Kiedy późnym wieczorem dotarliśmy do przystani, pożegnaliśmy się z Tiago i Danielem i podziękowaliśmy im za dobrą obsługę i towarzystwo. Puchar trzech dni i dwóch nocy na rzece Douro został wypełniony po brzegi, zanim stał się zbyt duży dla trzech bardzo starych przyjaciół.Mieliśmy swoje życie na Terra Firma, do którego musieliśmy wrócić.

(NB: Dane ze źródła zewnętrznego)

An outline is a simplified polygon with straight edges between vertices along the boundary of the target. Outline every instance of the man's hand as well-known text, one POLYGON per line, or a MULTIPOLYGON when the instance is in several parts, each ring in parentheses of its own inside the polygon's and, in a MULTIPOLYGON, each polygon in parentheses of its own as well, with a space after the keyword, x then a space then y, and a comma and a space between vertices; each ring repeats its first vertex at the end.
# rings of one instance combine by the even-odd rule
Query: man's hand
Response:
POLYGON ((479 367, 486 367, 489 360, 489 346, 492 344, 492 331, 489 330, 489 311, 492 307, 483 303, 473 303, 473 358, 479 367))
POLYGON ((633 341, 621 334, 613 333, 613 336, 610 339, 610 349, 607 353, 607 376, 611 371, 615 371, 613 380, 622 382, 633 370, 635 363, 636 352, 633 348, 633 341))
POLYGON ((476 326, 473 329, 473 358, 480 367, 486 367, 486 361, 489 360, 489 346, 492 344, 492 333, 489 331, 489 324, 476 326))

Rzeki były mitycznym symbolem upływu czasu, odkąd czas dał wszystkim wystarczająco dużo czasu, aby usiąść i naprawdę o tym pomyśleć, a Douro pozwoliła trzem starym przyjaciołom, którzy tylko się starzeją, po raz kolejny wstrzymać sprawy na krótką chwilę, zanim pojawią się nieznane wody tego rozległego, otwartego morza.Nasza trójka wróciła do domu we własnych kierunkach, wdzięczna za wspomnienia, które dała nam taka okazja.


Artykuł pierwotnie opublikowany w International Living Magazine.